What I like is the way you captured the water droplets on the leafs and how you use the right amount of space above the flower.


----------



## photographerfrankie (Jun 11, 2017)

Shafty said:


> Too warm and to much noise for liking. Although the noise could be the bokeh.
> What I like is the way you captured the water droplets on the leafs and how you use the right amount of space above the flower.



Thanks for your reply! I'll consider what you've said. It's nice to know people look at my stuff as I'm very new to this forum! Thanks again! [emoji16]


Sent from my iPhone using ThePhotoForum.com mobile app


----------



## Shafty (Jun 11, 2017)

Shafty said:


> Too warm and to much noise for liking. Although the noise could be the bokeh





photographerfrankie said:


> Shafty said:
> 
> 
> > Too warm and to much noise for liking. Although the noise could be the bokeh.
> ...


I'm new too, its great to get other peoples opinion on photos that you have taken and from my experince so far this community has been great with new people and their photos


----------



## photographerfrankie (Jun 11, 2017)

Shafty said:


> Shafty said:
> 
> 
> > Too warm and to much noise for liking. Although the noise could be the bokeh
> ...



I agree [emoji4]


Sent from my iPhone using ThePhotoForum.com mobile app


----------



## Steven Dillon (Jun 12, 2017)

Since I don't know what your artistic intent was, it's hard to provide any real advice.  That being said, the fact that it isn't obvious what your artistic intent was is sort of a problem.  If your subject is the flower, then you would be better served by simplifying the image.  In other words, don't show so much of the distracting background.  Isolating the flower against a background of just colors will make the flower stand out (there are several ways you could do that).  You might try finding some photographer's work that you really enjoy - something that speaks to your heart - and pull their images apart.  Ask yourself, "What do they do that I really like? and Why does this image get me excited?"  Then attempt to create those conditions in your pieces.


----------



## smoke665 (Jun 12, 2017)

See you just joined, so first of all welcome!!! You'll find this is a great place to learn.

I'm assuming the flower is your intended focal point.

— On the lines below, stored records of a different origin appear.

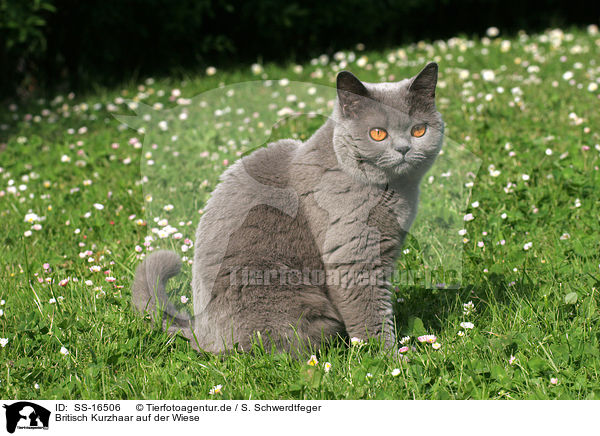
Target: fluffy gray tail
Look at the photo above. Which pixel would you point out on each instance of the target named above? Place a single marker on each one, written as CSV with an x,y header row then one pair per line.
x,y
149,294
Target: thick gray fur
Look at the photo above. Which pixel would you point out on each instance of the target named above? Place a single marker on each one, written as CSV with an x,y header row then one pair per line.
x,y
339,202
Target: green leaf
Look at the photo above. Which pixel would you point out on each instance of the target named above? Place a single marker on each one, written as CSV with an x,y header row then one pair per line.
x,y
537,364
571,298
416,327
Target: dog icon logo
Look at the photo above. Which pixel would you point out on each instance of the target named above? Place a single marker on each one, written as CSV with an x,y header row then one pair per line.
x,y
26,415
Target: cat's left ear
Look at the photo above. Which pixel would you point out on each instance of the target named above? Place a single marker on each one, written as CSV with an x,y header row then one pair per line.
x,y
423,84
351,93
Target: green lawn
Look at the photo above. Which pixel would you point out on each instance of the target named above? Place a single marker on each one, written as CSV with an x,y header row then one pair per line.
x,y
524,111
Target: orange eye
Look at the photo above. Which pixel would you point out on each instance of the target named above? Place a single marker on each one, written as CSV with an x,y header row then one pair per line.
x,y
378,134
418,131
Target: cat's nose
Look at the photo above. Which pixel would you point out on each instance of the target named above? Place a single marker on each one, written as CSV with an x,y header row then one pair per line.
x,y
403,148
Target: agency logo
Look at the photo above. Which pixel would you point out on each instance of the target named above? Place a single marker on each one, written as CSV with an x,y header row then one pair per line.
x,y
26,415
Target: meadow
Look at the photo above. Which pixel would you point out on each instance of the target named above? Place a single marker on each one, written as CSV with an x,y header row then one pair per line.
x,y
91,183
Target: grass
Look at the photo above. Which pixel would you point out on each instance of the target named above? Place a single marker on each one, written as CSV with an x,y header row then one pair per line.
x,y
533,125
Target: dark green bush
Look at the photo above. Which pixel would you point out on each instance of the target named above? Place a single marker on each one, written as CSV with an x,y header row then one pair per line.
x,y
47,42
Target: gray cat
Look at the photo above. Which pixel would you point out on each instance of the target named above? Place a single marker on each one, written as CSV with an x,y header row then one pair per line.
x,y
298,240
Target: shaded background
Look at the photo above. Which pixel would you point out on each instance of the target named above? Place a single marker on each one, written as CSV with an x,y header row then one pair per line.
x,y
48,45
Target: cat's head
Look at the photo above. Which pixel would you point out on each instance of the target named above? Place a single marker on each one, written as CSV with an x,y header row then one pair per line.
x,y
385,133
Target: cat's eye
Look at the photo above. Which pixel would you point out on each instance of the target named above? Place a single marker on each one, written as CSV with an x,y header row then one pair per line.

If so, then the most glaring thing is the amount of real estate surrounding the flower that adds nothing but distraction to the image. Especially the OF stalk on the right of the flower. As the previous poster said "SIMPLIFY". 

Think about the leaves and stalks surrounding the flower, can you use them as leading lines into the flower.  Can you view your focal point from a different angle? Think about your colors, and how they relate to what you want to portray. How you use color in an image is as important as the composition Color Harmonies: complementary, analogous, triadic color schemes

Lastly, exposure. Your sky is totally blown, and the flowers grass almost a full stop overexposed (which may have been because of the sky). If you're shooting on full automatic then you need to study up on manual. High contrast/bright differences in light can throw your camera off.  Camera Exposure: Aperture, ISO & Shutter Speed   Also as mentioned the white balance is a little warm, and the noise (from high ISO) is noticeable, again these are things you need to read up on. Understanding White Balance

You don't have your profile marked either way as to if it's ok to edit, so I'm hesitant to post this clip, but it serves as a way of showing you what I mean by the above suggestions.


----------



## OldManJim (Jun 16, 2017)

I agree with Smoke665. His clip is a much stronger photograph. That said, you've got a good start - keep at it. I've been capturing images for many years and soon, I hope to have figured out a few things. For every good image you get, there will be tons of culls. For every great image - even more. It's the pursuit of that great image that keeps most of us going.


----------



## ßerto (Jun 18, 2017)

I am thinking this is a Wild orchid...
very interesting for a botanic point of view.


----------